Bundaberg-based fashion designer, and former RAAF member, Sara Carney will showcase her ethical clothing, Desert Lily Vintage, at this year’s Brisbane Fashion Festival.
After 14 years of military service, Sara started a family and then began sewing to remedy both her physical and mental health, which led her to create Desert Lily Vintage.
Sara’s collection has an emphasis on vintage florals with 10 different styles made from quality fabric she has collected in the Bundaberg Region and then recycled to reduce waste.
Desert Lily Vintage’s sustainable and ethical approach to fashion has garnered attention and recognition, including invitations to exhibit the collection at Queensland's premier fashion event the 2023 Brisbane Fashion Show.
“I will be showcasing 10 different looks for the show, made up of dresses and two-piece sets that can be interchangeable from day to night,” Sara said.
“Desert Lily Vintage’s collection features high-quality, timeless garments made from recycled fabrics, including a mix of 100 per cent linen, vintage bed linen, and recycled vintage fabrics, with limited fabrics and styles per collection.
“(This) will be my first time showing my designs at such a prestigious event and I am honoured to be showcasing as an emerging designer.
“I feel very nervous and excited but trying to just focus on one day at a time, otherwise it becomes very overwhelming.”
Sara’s connection to the Bundaberg community, the demand for quality, and her social and environmentally sustainable principles are the driving force behind the brand, with each outfit coming to life in her home studio at Innes Park.
“It’s very intimate, and minimising the possibility of waste and oversupply, while ensuring the customer gets the perfect fit,” she said.
“The garments are designed to last, becoming beloved staples for seasons to come.”
From air force to fashion fiesta
Serving in the military Sara has seen first-hand the impact of clothing waste overseas and through Desert Lily Vintage she focuses on creating a more ethical way of producing and consuming fashion.
“After having children and leaving the air force I was really struggling with my physical and mental health so as a 30th birthday present my husband bought me a sewing machine to help give me a creative outlet whilst I was in the trenches of raising two baby boys,” Sara said.

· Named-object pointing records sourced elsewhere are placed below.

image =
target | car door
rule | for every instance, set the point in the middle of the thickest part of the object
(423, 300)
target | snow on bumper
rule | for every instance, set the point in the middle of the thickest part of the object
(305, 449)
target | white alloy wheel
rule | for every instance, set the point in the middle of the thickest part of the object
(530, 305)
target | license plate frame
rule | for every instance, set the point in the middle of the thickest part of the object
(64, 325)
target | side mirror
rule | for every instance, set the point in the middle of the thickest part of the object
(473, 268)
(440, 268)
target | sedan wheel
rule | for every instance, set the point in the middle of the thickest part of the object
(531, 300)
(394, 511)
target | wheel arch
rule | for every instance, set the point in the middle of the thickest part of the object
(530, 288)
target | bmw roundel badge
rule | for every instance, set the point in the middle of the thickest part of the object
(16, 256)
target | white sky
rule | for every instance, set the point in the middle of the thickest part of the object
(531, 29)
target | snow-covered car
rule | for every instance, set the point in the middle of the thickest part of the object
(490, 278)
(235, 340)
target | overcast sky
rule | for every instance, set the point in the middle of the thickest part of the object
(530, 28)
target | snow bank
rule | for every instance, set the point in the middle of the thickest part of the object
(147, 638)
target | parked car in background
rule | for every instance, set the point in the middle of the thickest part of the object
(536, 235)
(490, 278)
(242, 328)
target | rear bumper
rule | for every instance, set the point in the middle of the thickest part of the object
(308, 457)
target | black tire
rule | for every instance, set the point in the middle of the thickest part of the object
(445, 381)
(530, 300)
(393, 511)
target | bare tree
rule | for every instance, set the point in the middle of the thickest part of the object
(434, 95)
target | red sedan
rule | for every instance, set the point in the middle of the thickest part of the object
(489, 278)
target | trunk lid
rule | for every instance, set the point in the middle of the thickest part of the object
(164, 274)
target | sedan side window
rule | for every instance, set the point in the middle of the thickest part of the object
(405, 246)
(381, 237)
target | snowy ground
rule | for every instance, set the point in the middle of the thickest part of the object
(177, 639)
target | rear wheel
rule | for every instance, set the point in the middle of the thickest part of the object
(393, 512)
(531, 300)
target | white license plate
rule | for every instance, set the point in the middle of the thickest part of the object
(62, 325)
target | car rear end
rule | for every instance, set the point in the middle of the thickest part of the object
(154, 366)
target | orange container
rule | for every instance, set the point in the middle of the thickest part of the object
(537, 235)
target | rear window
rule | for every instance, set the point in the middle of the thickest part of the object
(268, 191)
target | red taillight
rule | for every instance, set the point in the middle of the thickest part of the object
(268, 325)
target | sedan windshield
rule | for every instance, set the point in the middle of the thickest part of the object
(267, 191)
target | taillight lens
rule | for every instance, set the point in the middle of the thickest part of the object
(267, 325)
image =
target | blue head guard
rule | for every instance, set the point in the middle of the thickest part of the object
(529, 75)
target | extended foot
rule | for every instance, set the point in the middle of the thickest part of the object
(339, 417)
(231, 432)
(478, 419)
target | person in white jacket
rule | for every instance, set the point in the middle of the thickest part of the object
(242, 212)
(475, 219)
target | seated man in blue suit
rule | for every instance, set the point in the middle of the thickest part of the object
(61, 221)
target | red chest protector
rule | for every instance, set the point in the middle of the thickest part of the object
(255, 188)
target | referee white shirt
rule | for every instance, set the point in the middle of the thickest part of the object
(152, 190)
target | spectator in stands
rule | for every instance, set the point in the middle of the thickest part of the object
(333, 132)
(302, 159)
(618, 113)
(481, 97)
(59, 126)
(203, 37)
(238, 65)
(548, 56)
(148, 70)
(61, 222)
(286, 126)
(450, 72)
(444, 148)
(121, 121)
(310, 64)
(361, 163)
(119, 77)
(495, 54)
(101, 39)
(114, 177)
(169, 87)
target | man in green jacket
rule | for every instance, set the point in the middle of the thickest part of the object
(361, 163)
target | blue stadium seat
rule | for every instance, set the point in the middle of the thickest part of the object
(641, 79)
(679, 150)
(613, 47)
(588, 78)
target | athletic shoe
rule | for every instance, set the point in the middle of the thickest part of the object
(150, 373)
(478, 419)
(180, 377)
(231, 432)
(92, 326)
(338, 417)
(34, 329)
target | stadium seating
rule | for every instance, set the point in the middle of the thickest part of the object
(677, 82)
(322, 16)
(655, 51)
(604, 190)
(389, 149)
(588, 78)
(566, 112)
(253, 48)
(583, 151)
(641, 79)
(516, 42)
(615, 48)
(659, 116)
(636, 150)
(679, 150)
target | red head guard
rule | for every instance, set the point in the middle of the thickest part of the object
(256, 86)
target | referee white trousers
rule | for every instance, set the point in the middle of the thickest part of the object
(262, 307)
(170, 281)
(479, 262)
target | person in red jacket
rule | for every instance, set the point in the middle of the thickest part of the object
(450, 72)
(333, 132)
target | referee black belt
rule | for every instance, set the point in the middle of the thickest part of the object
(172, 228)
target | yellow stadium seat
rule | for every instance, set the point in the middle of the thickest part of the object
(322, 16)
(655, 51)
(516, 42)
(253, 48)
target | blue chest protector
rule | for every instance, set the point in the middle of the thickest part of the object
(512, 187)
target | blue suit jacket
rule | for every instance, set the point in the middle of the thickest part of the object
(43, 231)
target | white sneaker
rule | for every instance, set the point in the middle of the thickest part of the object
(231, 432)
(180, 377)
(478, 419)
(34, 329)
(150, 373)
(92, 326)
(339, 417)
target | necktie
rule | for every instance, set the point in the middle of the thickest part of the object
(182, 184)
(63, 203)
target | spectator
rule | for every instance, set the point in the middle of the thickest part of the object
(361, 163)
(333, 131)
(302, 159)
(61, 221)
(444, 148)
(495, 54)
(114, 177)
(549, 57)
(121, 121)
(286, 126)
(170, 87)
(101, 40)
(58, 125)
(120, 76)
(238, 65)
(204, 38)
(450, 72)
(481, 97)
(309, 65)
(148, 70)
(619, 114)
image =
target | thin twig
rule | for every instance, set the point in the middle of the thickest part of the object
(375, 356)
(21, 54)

“A couple of years later, and with the assistance of the Department of Veterans Affairs (DVA), I was able to complete further studies in both business and fashion design, this took my passion for sewing and fashion to the next level.”
Through Desert Lily Vintage, Sara aims to educate and inspire others to take a more sustainable and ethical approach to fashion, ultimately contributing to a more sustainable and ethical future for the industry.
“I joined the RAAF as a 17-year-old that was looking for a little adventure and as a way to leave my hometown of Mandurah, Western Australia,” she said.
“Over a 14-year career as a medical assistant reaching the rank of corporal, I have participated in aeromedical evacuations nationally and internationally, military exercises within Australia and overseas with postings to Sydney, Newcastle and Perth.
“I served on operations in Afghanistan in 2008 attached to the NATO hospital intensive care unit with the Australian Specialist Medical team, and in 2012 I served in the Middle East Area of Operations as the senior medical assistant within the airbase medical practice.
“I think it’s important to be aware of not only how and where our clothing is being made, but also how you can reduce your environmental footprint by purchasing garments that are made from natural fibres or reusing materials that would otherwise end up in landfill.”
Brisbane Fashion Festival is held between 21-25 August.